News

13 February 2023
The YouTube channel of the HGC has been launched, with educational videos, in Hungarian: https://www.youtube.com/@magyarnemzetiszovegtar
9 March 2020
A detailed description of the morphosyntactic codes is available (in Hungarian).
8 June 2018 v2.0.5
Convenience services and improvements.
  1. In previous versions, certain xml tags appeared in the text. These are now encoded as structural information, their display can be switched on and off.
  2. Previously, some texts outside all subcopora were present, so number of hits in subcorpora did not sum up to number of all hits in some cases. In the current version, all texts are assigned to a subcorpus.
  3. There is a lot of duplicate in social media – because of the nature of the material. If duplicate-free text is important for a certain investigation, social media can be omitted. To make this easier, we split the személyes (personal) subcorpus into two parts: személyes-közösségi which contains the social media data, and személyes-fórum which contains other texts.

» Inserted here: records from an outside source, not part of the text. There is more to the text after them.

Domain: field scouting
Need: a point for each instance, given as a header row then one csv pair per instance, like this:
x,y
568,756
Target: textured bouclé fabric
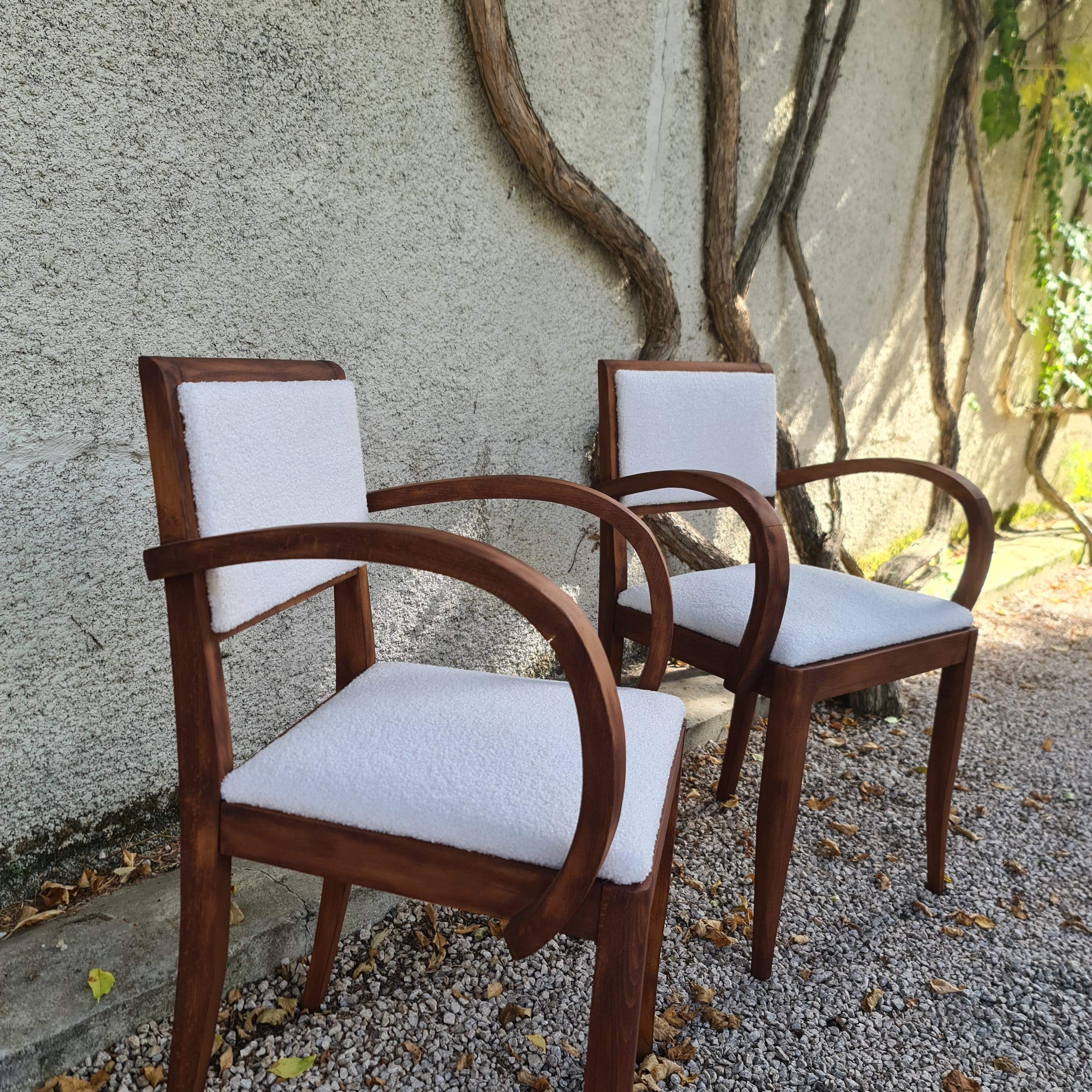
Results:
x,y
468,759
697,421
264,455
827,614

  4. The punctuation marks are separate tokens in the corpus, so they appear in the concordance separated by spaces. Partial solution was introduced to glue together the punctuation marks with the adjacent word as usual in written texts to increase the legibility of the concordances. This is achieved by turning on the <g> (glue) structure.
There was no change in the text of the corpus compared to v2.0.4.

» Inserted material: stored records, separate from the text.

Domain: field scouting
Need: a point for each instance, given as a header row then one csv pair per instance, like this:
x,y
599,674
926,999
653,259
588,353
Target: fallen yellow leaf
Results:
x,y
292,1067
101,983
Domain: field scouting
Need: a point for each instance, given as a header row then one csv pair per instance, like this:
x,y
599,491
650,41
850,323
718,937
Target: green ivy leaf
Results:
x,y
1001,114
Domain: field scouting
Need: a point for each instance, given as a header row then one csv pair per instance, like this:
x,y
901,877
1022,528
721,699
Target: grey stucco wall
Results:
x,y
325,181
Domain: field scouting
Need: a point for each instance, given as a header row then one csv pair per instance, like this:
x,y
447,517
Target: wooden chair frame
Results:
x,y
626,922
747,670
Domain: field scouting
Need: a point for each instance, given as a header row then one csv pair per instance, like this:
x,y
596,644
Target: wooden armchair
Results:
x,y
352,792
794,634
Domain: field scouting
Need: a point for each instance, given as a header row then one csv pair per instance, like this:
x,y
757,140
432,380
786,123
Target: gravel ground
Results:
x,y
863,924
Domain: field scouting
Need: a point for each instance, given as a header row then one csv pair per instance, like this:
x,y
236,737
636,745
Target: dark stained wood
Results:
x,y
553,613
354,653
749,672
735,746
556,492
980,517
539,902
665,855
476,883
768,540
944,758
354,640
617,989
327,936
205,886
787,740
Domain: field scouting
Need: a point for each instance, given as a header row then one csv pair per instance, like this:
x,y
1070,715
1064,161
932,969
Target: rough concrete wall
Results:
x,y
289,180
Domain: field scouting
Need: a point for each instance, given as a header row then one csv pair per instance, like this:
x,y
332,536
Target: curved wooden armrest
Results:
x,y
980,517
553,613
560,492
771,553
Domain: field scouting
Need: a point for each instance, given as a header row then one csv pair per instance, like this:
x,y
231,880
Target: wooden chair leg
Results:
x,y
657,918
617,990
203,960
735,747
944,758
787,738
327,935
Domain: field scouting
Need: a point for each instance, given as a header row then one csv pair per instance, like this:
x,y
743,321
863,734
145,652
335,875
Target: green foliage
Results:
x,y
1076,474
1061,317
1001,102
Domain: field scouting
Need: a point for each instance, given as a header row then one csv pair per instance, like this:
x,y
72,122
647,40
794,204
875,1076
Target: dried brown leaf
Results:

Versions v2.0.2v2.0.4 are still available for reproducibility of previous researches.
18 October 2017
Data on sizes of subcopora are available (in Hungarian).
29 August 2016 v2.0.4
Size of the corpus is 1.04 billion running words (1.348 billion tokens).
19 February 2016 v2.0.3
Size of the corpus is 785 million running words (978 million tokens).

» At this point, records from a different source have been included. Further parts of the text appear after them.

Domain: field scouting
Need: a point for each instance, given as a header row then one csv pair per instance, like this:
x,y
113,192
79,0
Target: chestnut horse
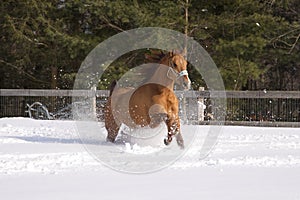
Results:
x,y
152,103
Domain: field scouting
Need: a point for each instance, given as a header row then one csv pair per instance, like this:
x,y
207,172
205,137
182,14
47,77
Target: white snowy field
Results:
x,y
47,160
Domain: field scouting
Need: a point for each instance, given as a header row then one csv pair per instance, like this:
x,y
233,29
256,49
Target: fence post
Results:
x,y
201,106
94,101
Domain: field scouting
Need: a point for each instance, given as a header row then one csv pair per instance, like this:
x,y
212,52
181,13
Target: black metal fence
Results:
x,y
241,106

Whole corpus has been reanalysed.
New annotation: mboundary field in ana attribute which contains the morpheme boundaries of words in this form: dolgoz+ó+i.
New attributes: word_syll – number of syllables in the wordform, lemma_syll – number of syllables in the lemma.
26 September 2014 v2.0.2
Size of the corpus is 587 million running words (732 million tokens).
13 September 2014 v2.0.1
HGC is opened. It contains the material of the 187-million-word HNC with new language analysis and on a new interface.